Extrait de Souvenir d’une journée parfaite, Fréon, 2001 et Frémok, 2017.

Les dessins du cimetière en soulignent la dimension d’arcane et d’arène. Mettant en évidence sa forme circulaire, Goblet le représente comme une aire de jeux, la place où se joue la narration, une « mer de noms » qui rassemble toutes les histoires possibles. L’accent est porté sur la délimitation des frontières par l’intermédiaire de lignes clairement tracées et redoublées par les trottoirs d’une allée, l’agencement des tombes ou les variations chromatiques. Rappelons d’ailleurs que l’objectif de la narratrice est de retrouver le nom de son père (dont on peut supposer qu’il est aussi le sien), ce qui veut dire dans ce cadre retrouver un lieu, une place et même un emplacement. L’œuvre de Goblet est riche de ces liens entre personnages et lieux, par exemple la tombe de cet homme nommé Jules César, un nom « porté par d’autres gens en d’autres temps [11] », occupant dans notre imaginaire une place déjà prise. On pense aussi, cette fois dans Faire semblant c’est mentir, à la petite fille Nikita qui ne parvient pas à s’approprier sa chambre ou aux parents de Guy Marc qui semblent sur le point de se faire déloger (par le vacarme, la vieillesse, la maladie).

« Qu’en un lieu, qu’en un jour, un seul fait accompli / Tienne jusqu’à la fin le théâtre rempli [12] », nous dit Boileau dans son Art poétique. Ici, l’unité de lieu (le cimetière), à laquelle s’ajoute l’unité de temps (celui d’une visite), met en lumière la déception : le fait reste inaccompli.
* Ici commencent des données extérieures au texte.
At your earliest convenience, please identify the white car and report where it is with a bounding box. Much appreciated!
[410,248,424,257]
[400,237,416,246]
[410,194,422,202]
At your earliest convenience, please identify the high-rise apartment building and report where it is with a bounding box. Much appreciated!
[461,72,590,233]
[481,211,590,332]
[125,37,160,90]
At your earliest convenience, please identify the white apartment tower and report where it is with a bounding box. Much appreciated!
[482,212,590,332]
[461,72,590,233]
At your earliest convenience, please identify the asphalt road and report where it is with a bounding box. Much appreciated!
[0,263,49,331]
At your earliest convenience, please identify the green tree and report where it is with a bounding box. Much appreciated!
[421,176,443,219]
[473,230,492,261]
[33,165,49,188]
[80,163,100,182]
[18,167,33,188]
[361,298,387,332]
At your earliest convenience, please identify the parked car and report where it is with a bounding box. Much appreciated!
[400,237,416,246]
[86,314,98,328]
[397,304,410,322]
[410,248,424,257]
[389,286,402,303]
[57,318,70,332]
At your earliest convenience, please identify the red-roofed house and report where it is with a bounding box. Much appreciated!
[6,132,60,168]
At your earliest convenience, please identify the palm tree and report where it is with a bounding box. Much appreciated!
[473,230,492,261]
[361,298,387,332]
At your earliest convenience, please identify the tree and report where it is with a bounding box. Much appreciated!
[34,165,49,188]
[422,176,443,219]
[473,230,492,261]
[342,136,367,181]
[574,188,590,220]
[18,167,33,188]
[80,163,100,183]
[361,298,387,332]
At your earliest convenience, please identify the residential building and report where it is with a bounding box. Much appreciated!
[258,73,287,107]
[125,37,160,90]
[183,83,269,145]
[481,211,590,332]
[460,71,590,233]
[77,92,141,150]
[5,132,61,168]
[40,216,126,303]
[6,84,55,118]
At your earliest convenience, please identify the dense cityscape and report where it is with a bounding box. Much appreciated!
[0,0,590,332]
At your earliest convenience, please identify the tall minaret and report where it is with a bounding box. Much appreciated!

En effet, le cimetière forme l’espace d’une quête et la visite se solde par un échec : la narratrice ne trouve pas le nom de son père, a fortiori l’emplacement de ses cendres, et elle doit finalement déposer son pot de fleurs « n’importe où, devant des noms (tout est vide de sens ) ». Pour cause, le cimetière lui impose toute une série de contraintes : elle se perd parmi tous les noms, la cloche sonne, elle doit partir, il est interdit de marcher sur la pelouse… Elle n’est pas libre de ses faits et gestes et c’est ce qui définit son trajet dans le cimetière, donnant naissance à ce que Jörg Dünne et Wolfram Nitsch nomme un « scénario d’espace ». « Le mouvement spatial dans l’espace urbain n’est pas un mouvement spontané qui dépendrait exclusivement de la libre décision d’un individu. Ses possibilités sont également prescrites, réglées par un ensemble de contraintes [13] […]. »
De ce point de vue, l’origine du livre nous semble moins strictement autobiographique que spatiale, déterminée par la faible marge de manœuvre dont dispose la narratrice et qui la conduit à chercher un nouvel espace de liberté dans la fiction. En d’autres termes, l’empêchement devient créateur de l’expansion fictive de la narration. En cela, la scène du cortège funèbre qui s’étale sur trois planches au milieu du livre paraît tout à fait représentative de la posture narrative de Goblet. Tout comme l’enfant [14] qui avance au milieu de la procession, le chemin de son pèlerinage s’avère balisé, il n’est pas question de chercher à en dévier ou à s’en échapper. Mais comme lui, son regard sort des limites imposées pour s’ouvrir à tout le reste.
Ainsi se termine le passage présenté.